Unexpected behaviour found while dealing with a pointer to an array

Operator precedence. [] has higher precedence than *, so when you write *p[0] it is the same as (*(*(p + 0))) - you do pointer arithmetic on an array pointer.

Meaning that for example p[1] gives you the address of p + 3*sizeof(int) bytes, which is accessing the array out of bounds.

Correct code should be:

 printf("%d\n", (*p)[0]);
 printf("%d\n", (*p)[1]);
 printf("%d\n", (*p)[2]);

*p[k] is *(p[k]), not (*p)[k].

That you get the expected result for *p[0] can be explained by its being the same as p[0][0], and it doesn't matter which order you put the zeros in.

p[1][0] (*p[1]), however, is not the same as p[0][1] ((*p)[1]).
(It's even undefined, since p[1] does not exist.)

int (*p)[3]; is an array of pointers to int.

int a[3]={10,11,12}; is an array of int. Arrays and pointers share a lot of properties. You can use array notation for pointers for example.

Lets take a normal pointer int *p = a which is the same as int *p = &a[0]. Now the pointer points to the first element of the array. And you can use it the same way as the array.

 printf("%d\n", p[0]); //10
 printf("%d\n", p[1]); //11
 printf("%d\n", p[2]); //12

What you did was getting the address of the array-"pointer" this yields the address of the first element of the array.
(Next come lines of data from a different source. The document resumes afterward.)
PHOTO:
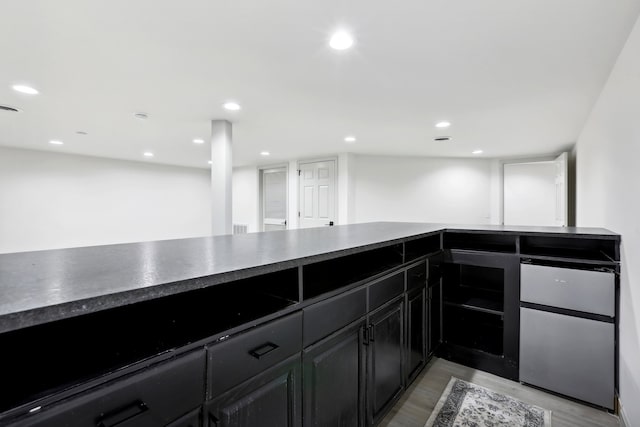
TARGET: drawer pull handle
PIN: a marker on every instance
(123, 414)
(263, 350)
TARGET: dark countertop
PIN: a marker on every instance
(44, 286)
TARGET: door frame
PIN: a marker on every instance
(261, 170)
(502, 163)
(335, 177)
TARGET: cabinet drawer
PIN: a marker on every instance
(328, 316)
(568, 355)
(156, 396)
(385, 290)
(417, 276)
(240, 358)
(581, 290)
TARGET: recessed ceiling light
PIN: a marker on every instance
(231, 106)
(341, 40)
(9, 109)
(25, 89)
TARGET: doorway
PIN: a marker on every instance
(317, 197)
(535, 193)
(273, 212)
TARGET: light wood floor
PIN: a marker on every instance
(416, 404)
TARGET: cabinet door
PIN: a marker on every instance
(333, 373)
(416, 332)
(272, 398)
(386, 359)
(434, 311)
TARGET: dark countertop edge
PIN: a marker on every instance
(51, 313)
(574, 235)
Because &a == a

This gets written to the first element of your pointer array leaving you with

p[0] == a
p[1] == unknown
p[2] == unknown

by doing *p[0] you get the first element of p (p[0]) and dereference it *. This is the same as *a or a[0].

But by doing *p[1] you get to an unkown memory location(p[1]) and derefence it *. This is undefined behaviour.